Nobel Laureate Mario Molina said on Monday in Philadelphia that new scientific analysis strengthens the view that record-breaking summer heat, crop-withering drought and other extreme weather events in recent years do result from global warming.
“People may not be aware that important changes have occurred in the scientific understanding of the extreme weather events that are in the headlines,” Molina was quoted as saying in an American Chemical Society (ACS) press release.
“They are now more clearly connected to human activities, such as the release of carbon dioxide ― the main greenhouse gas ― from burning coal and other fossil fuels.”
Molina, who shared the 1995 Nobel Prize in Chemistry for helping save the world from the consequences of ozone depletion, presented the keynote address at the 244th National Meeting & Exposition of the ACS, the world’s largest scientific society.
According to the press release, Molina emphasised that there is no “absolute certainty” that global warming is causing extreme weather events. He added, however, that recent scientific insights strengthen the link and make it more important that people understand climate change and the need for mitigation.
In his address, Molina noted that unlike the ozone depletion problem, climate change has become highly politicised and polarising. Only a small set of substances were involved in ozone depletion, he said, and it was relatively easy to get the small number of stakeholders on the same page.
“Climate change is a much more pervasive issue,” he was quoted as saying. “Fossil fuels, which are at the center of the problem, are so important for the economy, and it affects so many other activities. That makes climate change much more difficult to deal with than the ozone issue.”

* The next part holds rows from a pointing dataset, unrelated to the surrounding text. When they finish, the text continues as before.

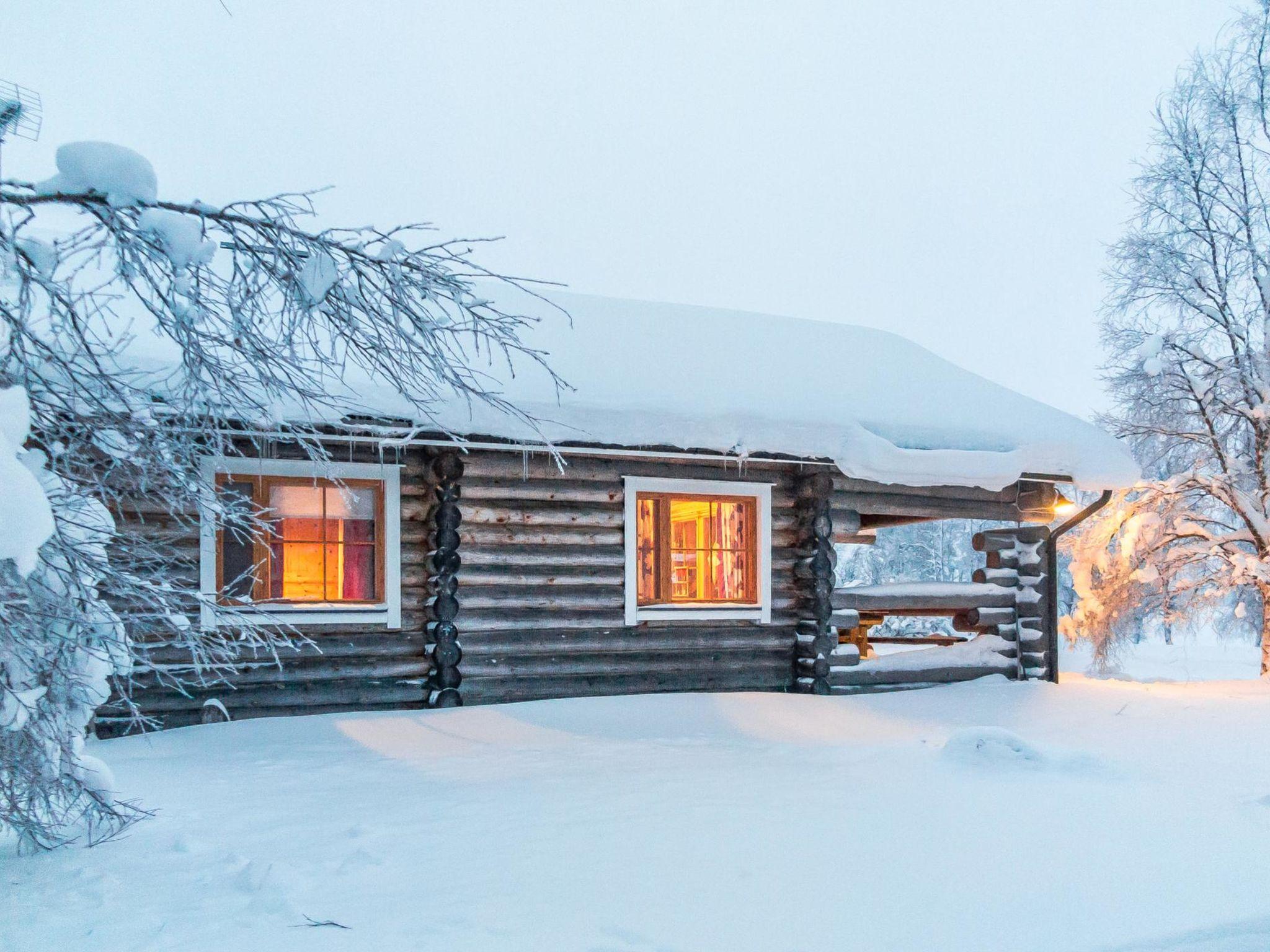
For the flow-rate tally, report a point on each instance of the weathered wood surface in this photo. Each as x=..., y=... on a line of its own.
x=539, y=604
x=345, y=667
x=541, y=587
x=879, y=599
x=865, y=674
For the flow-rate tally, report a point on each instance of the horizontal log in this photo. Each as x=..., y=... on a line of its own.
x=168, y=720
x=502, y=619
x=943, y=640
x=597, y=663
x=849, y=485
x=600, y=514
x=277, y=696
x=486, y=691
x=512, y=465
x=925, y=507
x=586, y=597
x=321, y=671
x=1000, y=540
x=383, y=644
x=548, y=575
x=525, y=553
x=536, y=536
x=546, y=490
x=984, y=617
x=1009, y=559
x=917, y=602
x=545, y=640
x=845, y=619
x=861, y=539
x=866, y=674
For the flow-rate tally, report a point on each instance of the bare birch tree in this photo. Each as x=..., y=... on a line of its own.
x=1188, y=330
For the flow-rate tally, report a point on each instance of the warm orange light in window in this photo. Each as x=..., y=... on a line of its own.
x=696, y=549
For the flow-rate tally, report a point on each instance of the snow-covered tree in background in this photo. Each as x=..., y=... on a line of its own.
x=1188, y=330
x=134, y=334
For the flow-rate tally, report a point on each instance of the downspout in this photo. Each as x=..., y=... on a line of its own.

The press release added Molina — who favours putting a price on greenhouse gas emissions — also said that it’s not certain what will happen to the Earth if nothing is done to slow down or halt climate change.
“But there is no doubt that the risk is very large, and we could have some consequences that are very damaging, certainly for portions of society,” he said.

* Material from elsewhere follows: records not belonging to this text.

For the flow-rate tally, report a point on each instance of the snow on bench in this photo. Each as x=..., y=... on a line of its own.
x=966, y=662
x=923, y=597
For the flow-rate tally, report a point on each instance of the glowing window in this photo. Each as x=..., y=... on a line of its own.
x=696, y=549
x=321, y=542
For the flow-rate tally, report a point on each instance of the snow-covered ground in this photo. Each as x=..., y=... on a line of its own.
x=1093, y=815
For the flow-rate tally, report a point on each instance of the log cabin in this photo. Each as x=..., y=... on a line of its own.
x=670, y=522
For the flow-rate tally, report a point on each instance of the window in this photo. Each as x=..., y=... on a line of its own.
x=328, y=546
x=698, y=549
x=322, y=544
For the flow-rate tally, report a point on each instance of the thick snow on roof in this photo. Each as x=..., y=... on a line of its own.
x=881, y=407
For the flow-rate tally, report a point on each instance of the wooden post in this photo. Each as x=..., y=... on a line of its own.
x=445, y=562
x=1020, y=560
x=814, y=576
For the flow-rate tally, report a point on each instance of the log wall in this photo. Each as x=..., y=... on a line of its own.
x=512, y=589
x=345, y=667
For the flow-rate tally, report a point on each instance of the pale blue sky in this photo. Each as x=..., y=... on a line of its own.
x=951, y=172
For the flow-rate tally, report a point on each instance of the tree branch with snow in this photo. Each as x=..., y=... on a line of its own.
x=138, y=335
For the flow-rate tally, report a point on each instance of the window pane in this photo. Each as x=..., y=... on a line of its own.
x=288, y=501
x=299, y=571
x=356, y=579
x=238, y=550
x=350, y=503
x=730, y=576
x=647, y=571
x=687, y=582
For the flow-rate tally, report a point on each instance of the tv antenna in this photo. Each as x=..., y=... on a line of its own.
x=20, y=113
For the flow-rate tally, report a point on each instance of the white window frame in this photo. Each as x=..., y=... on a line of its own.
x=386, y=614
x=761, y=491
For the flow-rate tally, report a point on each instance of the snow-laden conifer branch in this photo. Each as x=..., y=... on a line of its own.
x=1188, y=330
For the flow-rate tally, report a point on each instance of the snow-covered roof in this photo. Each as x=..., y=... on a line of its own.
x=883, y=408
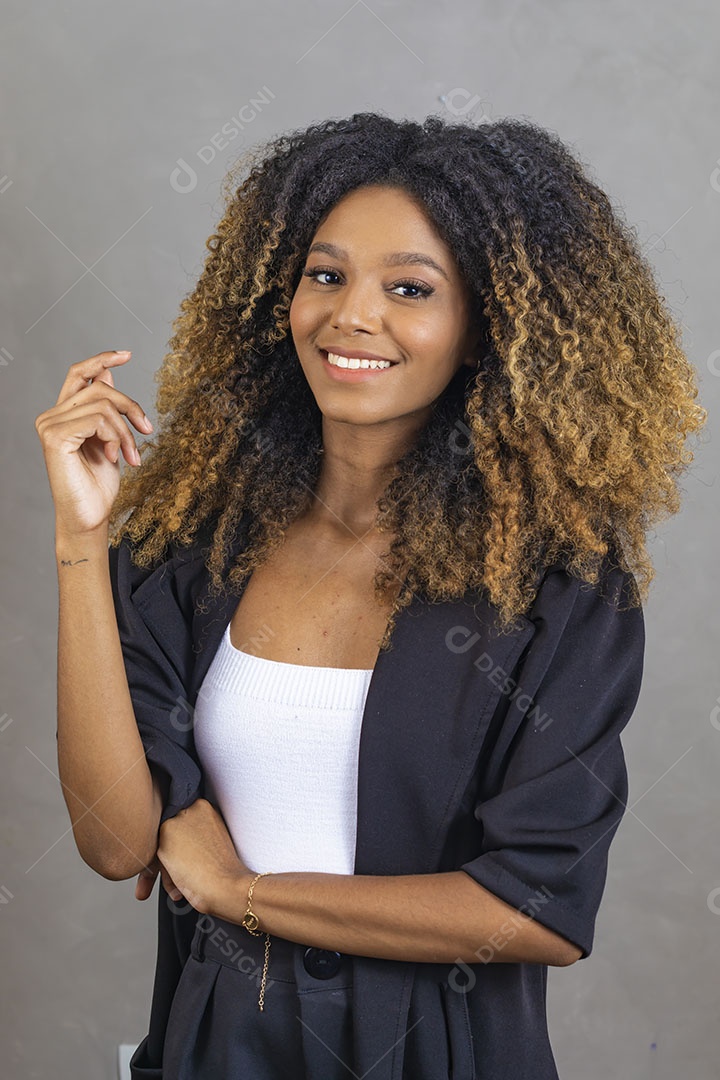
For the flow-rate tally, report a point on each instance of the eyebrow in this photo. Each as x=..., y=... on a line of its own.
x=397, y=258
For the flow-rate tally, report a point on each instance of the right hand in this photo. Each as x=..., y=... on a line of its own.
x=82, y=435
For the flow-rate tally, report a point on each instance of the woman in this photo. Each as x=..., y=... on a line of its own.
x=366, y=642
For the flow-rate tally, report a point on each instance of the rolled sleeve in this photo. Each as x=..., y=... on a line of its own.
x=157, y=687
x=546, y=831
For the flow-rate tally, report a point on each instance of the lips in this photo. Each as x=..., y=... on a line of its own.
x=360, y=353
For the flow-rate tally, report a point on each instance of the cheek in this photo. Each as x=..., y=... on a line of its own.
x=302, y=312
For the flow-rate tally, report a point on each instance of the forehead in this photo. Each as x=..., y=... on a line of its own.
x=382, y=221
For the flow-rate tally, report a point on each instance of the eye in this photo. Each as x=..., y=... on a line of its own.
x=423, y=289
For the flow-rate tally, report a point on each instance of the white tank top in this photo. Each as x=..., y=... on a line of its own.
x=279, y=745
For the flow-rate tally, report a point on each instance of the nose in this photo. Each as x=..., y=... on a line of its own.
x=356, y=307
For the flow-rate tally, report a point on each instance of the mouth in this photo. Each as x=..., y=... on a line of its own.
x=355, y=368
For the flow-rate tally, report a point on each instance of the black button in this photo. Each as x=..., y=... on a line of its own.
x=321, y=962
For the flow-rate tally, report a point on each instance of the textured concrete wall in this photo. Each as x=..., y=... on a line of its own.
x=109, y=180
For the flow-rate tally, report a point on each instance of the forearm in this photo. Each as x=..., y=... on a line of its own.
x=107, y=785
x=440, y=918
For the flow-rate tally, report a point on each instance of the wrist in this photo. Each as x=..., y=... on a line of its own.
x=69, y=544
x=230, y=895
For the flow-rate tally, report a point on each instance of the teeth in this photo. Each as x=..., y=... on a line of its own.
x=355, y=362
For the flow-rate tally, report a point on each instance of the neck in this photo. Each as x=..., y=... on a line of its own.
x=358, y=461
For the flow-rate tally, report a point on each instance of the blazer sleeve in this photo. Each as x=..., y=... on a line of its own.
x=157, y=683
x=546, y=828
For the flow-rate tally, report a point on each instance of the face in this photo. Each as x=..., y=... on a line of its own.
x=357, y=297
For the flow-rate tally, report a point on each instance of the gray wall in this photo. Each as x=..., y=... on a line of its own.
x=103, y=234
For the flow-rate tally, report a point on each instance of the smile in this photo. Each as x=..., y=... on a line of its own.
x=354, y=363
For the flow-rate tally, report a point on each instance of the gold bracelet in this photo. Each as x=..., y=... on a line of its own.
x=252, y=923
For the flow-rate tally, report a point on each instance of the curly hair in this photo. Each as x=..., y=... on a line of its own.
x=566, y=444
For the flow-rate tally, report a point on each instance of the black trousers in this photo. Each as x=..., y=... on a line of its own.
x=216, y=1028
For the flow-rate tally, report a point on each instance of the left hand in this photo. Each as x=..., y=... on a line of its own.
x=197, y=853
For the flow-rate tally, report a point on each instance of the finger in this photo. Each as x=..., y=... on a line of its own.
x=145, y=885
x=94, y=392
x=170, y=886
x=94, y=367
x=96, y=419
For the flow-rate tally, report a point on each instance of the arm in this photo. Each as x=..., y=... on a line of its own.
x=442, y=918
x=113, y=802
x=439, y=918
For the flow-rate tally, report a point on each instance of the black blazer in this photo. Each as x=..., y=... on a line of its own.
x=499, y=755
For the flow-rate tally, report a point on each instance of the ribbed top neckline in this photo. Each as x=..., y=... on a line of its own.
x=244, y=674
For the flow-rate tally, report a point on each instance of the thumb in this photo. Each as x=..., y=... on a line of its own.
x=146, y=880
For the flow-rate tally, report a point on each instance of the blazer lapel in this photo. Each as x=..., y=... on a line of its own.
x=428, y=709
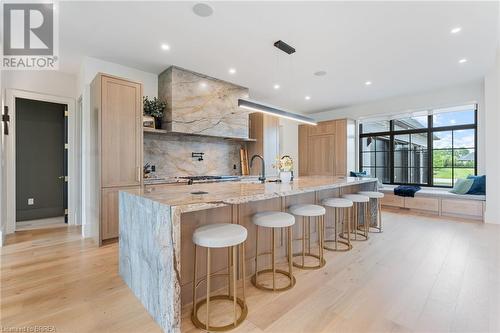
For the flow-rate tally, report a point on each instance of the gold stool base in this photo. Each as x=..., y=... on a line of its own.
x=241, y=318
x=278, y=271
x=377, y=229
x=343, y=235
x=321, y=263
x=344, y=249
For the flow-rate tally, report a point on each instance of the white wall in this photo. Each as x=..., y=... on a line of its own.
x=91, y=66
x=54, y=83
x=3, y=215
x=471, y=92
x=42, y=82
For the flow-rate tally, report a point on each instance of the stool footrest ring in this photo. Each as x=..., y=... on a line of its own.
x=344, y=249
x=278, y=271
x=343, y=235
x=241, y=318
x=318, y=266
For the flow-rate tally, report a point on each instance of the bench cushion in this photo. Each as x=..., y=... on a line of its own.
x=438, y=193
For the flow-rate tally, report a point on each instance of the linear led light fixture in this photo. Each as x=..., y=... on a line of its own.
x=249, y=105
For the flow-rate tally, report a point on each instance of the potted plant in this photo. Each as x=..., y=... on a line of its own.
x=285, y=166
x=154, y=108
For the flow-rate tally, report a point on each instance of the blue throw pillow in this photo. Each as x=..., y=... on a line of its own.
x=359, y=174
x=479, y=185
x=462, y=186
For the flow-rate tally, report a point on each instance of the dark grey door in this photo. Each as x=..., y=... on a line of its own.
x=41, y=160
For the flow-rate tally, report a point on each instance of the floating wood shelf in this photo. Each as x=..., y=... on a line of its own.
x=154, y=130
x=162, y=131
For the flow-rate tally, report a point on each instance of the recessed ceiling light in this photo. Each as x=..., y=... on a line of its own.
x=203, y=10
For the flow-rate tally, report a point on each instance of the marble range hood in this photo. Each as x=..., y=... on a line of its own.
x=201, y=105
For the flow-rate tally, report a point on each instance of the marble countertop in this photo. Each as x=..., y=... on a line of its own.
x=226, y=193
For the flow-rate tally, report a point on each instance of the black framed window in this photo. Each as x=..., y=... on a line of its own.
x=427, y=150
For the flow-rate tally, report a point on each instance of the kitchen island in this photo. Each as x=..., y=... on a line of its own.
x=156, y=225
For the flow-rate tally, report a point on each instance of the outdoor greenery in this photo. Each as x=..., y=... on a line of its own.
x=443, y=161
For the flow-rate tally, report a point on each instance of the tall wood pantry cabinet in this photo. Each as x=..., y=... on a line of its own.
x=327, y=149
x=117, y=104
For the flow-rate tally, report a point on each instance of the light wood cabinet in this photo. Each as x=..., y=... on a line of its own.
x=321, y=155
x=118, y=104
x=121, y=132
x=265, y=130
x=323, y=149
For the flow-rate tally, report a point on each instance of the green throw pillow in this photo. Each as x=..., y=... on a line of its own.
x=462, y=186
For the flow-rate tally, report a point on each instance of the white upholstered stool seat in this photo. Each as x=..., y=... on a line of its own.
x=372, y=194
x=360, y=203
x=340, y=225
x=219, y=235
x=337, y=203
x=358, y=198
x=273, y=219
x=232, y=237
x=307, y=210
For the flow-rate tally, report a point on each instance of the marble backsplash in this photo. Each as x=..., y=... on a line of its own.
x=199, y=104
x=171, y=154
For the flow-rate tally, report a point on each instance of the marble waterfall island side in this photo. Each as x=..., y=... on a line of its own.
x=151, y=220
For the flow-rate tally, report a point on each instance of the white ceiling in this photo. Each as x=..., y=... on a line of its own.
x=402, y=47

Molina’s comments came one week after Maria van der Hoeven, the Executive Director of the International Energy Agency (IEA), said attaining the international goal of limiting the long-term increase of global temperature to 2° Celsius is still possible despite the world not being on track.
In a speech to the Toronto Board of Trade, Van der Hoeven noted that energy use and carbon dioxide emissions are set to increase by a third by 2020 and almost double by 2050.

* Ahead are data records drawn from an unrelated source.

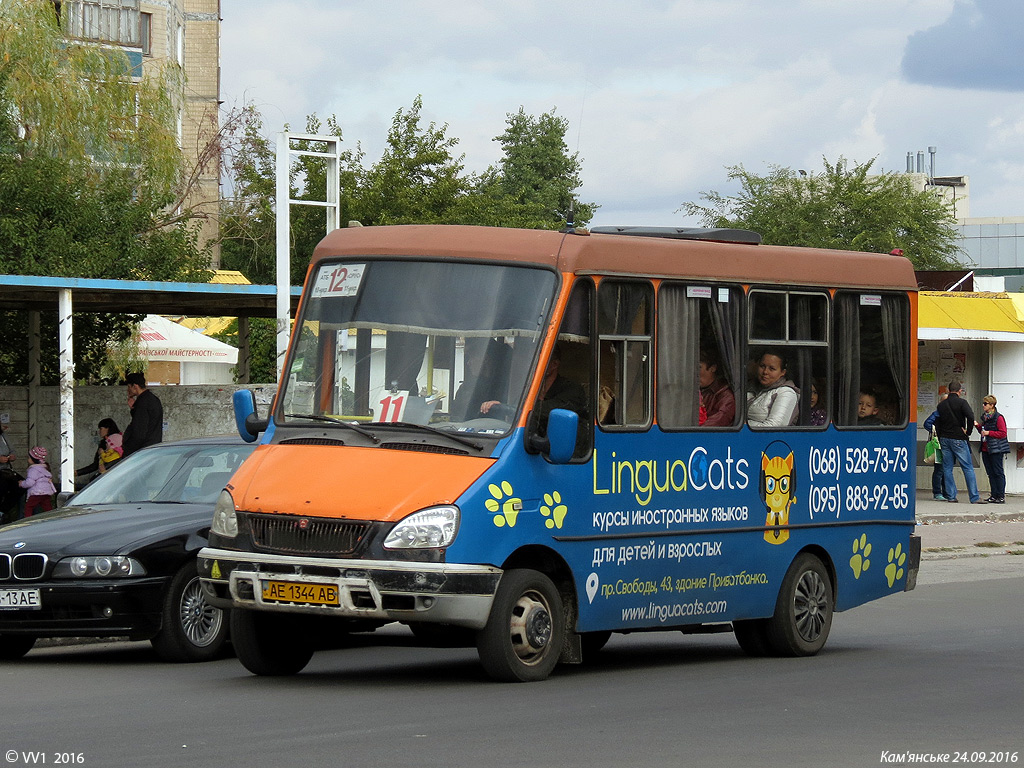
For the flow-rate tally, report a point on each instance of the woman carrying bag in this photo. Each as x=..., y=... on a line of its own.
x=994, y=446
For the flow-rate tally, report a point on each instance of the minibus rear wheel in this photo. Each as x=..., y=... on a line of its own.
x=804, y=609
x=523, y=636
x=270, y=644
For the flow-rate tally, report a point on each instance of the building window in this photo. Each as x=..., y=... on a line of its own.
x=145, y=33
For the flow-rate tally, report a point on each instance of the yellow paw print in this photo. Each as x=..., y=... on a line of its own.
x=894, y=570
x=504, y=504
x=553, y=509
x=859, y=561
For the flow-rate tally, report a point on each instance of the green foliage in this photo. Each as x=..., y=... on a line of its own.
x=262, y=347
x=418, y=179
x=843, y=208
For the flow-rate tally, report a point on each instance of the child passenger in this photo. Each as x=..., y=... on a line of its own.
x=867, y=410
x=38, y=482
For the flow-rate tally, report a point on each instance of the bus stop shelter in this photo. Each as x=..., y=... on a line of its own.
x=67, y=295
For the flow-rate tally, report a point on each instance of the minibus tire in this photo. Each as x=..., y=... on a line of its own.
x=752, y=634
x=270, y=644
x=522, y=639
x=15, y=646
x=804, y=609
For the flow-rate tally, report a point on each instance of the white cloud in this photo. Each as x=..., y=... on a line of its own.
x=660, y=95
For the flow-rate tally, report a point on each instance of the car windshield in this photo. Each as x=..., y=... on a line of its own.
x=169, y=473
x=416, y=342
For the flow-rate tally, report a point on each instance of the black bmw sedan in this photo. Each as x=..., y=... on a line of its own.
x=120, y=558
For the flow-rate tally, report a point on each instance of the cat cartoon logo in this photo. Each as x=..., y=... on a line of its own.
x=778, y=487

According to an IEA press release, she said some energy technologies are on track, notably mature renewable technologies like hydro, biomass, onshore wind and solar photovoltaic. Some require more effort, such as electric vehicles and industrial energy efficiency, she said, but the majority are currently off track, including nuclear power and carbon capture and storage.
“Let’s not be discouraged,” Van der Hoeven said. “While ambitious, a clean energy transition is still possible. But action in all sectors is necessary to reach our climate targets.”
The press release added she also stressed that energy prices need to reflect the true cost of energy. “That means pricing carbon and abolishing fossil fuel subsidies – subsidies which in 2011 were almost seven times higher than support for renewables,” she was quoted as saying.
In related news, it was reported this week that Arctic sea ice levels were confirmed by scientists to have reached the lowest levels ever recorded, signaling that man-made global warming is having a major impact on the region.
EWEA research notes that emissions-free wind energy is already helping to fight climate change: each wind-produced kWh avoids a kWh created by the energy mix of coal, oil and gas — on average 696 gCO₂/kWh.
The research says that in 2010, the 84 GW of wind power in the EU avoided the emission of 126 million tonnes (Mt) of CO₂, equivalent to taking 30% of EU cars — 64 million vehicles — off the road.
It also says that in 2020, a predicted 230 GW of installed wind power could avoid the emission of 342 Mt of CO₂. These are domestic emissions reductions equivalent to 31% of the EU’s 20% greenhouse gas reduction target for 2020.